Diese Pflicht zur Vermeidung von besonderen Arbeitserschwernissen bezog auch die zeitliche Lage der Arbeitsleistung ein. Sie beschränkte sich nicht nur auf räumliche oder arbeitsplatzbezogene Erschwernisse. Dies folgte aus dem Schutzzweck der Vorschrift, besondere Arbeitserschwernisse für den schwerbehinderten Menschen zu vermeiden, welche sich auch aus der Dauer und der Lage der Arbeitszeit ergeben können, Das Schwerbehindertengesetz hatte auch die besonderen arbeitszeitmäßigen Belastungen im Auge. So war der Schwerbehinderte nach § 14
Abs. 3 Satz 1
SchwbG a.F. den Arbeitgeber zur Förderung der Einrichtung von Teilzeitarbeitsplätzen. Hiermit sollten schwerbehinderten Menschen, die eine Vollzeitarbeitsstelle aus behinderungsspezifischen Gründen nicht ausüben können, Arbeitsmöglichkeiten eröffnet werden.

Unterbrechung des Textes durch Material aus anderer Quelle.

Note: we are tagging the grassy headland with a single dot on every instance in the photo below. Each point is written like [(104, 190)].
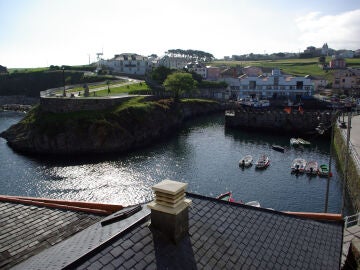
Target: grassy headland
[(297, 67)]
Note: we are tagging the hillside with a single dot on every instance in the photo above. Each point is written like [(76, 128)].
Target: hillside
[(133, 124)]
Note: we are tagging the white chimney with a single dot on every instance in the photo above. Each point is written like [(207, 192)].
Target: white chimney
[(169, 210)]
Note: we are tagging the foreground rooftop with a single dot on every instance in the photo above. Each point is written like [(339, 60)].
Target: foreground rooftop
[(221, 235)]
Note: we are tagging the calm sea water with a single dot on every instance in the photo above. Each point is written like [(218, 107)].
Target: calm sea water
[(202, 153)]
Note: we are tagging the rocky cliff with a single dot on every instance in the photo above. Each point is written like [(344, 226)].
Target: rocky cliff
[(120, 129)]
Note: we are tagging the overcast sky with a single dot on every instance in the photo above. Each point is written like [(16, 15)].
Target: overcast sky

bb) Es kommt auch eine entsprechende Pflichtverletzung der Beklagten in Betracht. Die Klägerin hat sich unter Beifügung des ärztlichen Attestes darauf berufen, sie habe keine Nachtdienste leisten können. Zwar hat sie nicht konkretisiert, für welchen Zeitraum von Nachtdienst auszugehen sei. Gem. § 2
Abs. 3
ArbZG ist Nachtzeit aber die Zeit von 23 Uhr bis 6 Uhr. Wenn es für die Beklagte weiterhin unklar geblieben sein sollte, ob die für die Klägerin notwendige Nachtruhe hiermit identisch ist, hätte sie sich erkundigen müssen. Der Arbeitgeber musste auf die körperliche Konstitution des schwerbehinderten Menschen Rücksicht nehmen. Dazu gehörte es auch, die dem schwerbehinderten Menschen verbliebenen körperlichen und geistigen Fähigkeiten festzustellen (Neumann/Pahlen,
SchwbG a.a.O. § 14 Rn. 11). Die Beklagte hätte sich da hinsichtlich der genauen arbeitszeitlichen Einschränkungen der Klägerin erkundigen müssen. Hierzu hätte sie sich
gem. § 31 Abs 2
SchwbG a.F. auch der begleitenden Hilfe der Hauptfürsorgestelle bedienen können. Die nach § 14
Abs. 2 Satz 1
SchwbG a.F. geschuldete besondere Fürsorge verpflichtet die Beklagte, ihre Erkenntnismöglichkeiten zu nutzen, insbesondere auch mit der schwerbehinderten Klägerin deren Einsatzmöglichkeiten zu erörtern. Diese Pflicht hat die Beklagte verletzt. Sie hat ohne weiteres eine Dienstplanänderung entsprechend den Wünschen der Klägerin abgelehnt, ohne die genauen arbeitszeitlichen Schranken und Möglichkeiten der schwerbehinderten Klägerin zu prüfen. Zur Feststellung der Schadenersatzpflicht wird das Landesarbeitsgericht daher noch aufzuklären haben, für welche Zeiten die Klägerin wegen der erforderlichen Nachtruhe an der Arbeitsleistung gehindert war.
cc) Aufzuklären ist auch, ob der Beklagten ein entsprechender Einsatz nach den Gegebenheiten des Betriebes möglich und zumutbar war (§ 14
Abs. 2 Satz 1
SchwbG a.F.). Bei dieser Feststellung ist auf die Belange des Arbeitgebers angemessen Rücksicht zu nehmen (Großmann in Großmann/Schimanski/Dopatka/Spiolek/Steinbrück,
SchwbG a.a.O., § 14 Rn. 306; zum gleichlautenden § 12
SchwbG a.F.:
BAG 4.5.1962 -
1 AZR 128/61 - BAGE 13, 109) . Soweit sich die Beklagte darauf berufen hat, alle Assistenzärzte müssten wegen der betrieblichen Gegebenheiten auch nachts Bereitschaftsdienste leisten, sind hierzu die notwendigen Feststellungen zu treffen. Auch wird aufzuklären sein, inwieweit es der Beklagten möglich und zumutbar ist, nur für die Nachtdienste eine Ersatzkraft einzustellen.
dd) Der Schadenersatzanspruch setzt weiter Verschulden
gem. § 276
Abs. 1
BGB voraus. Auch hierzu hat das Landesarbeitsgericht die fehlenden Feststellungen nachzuholen.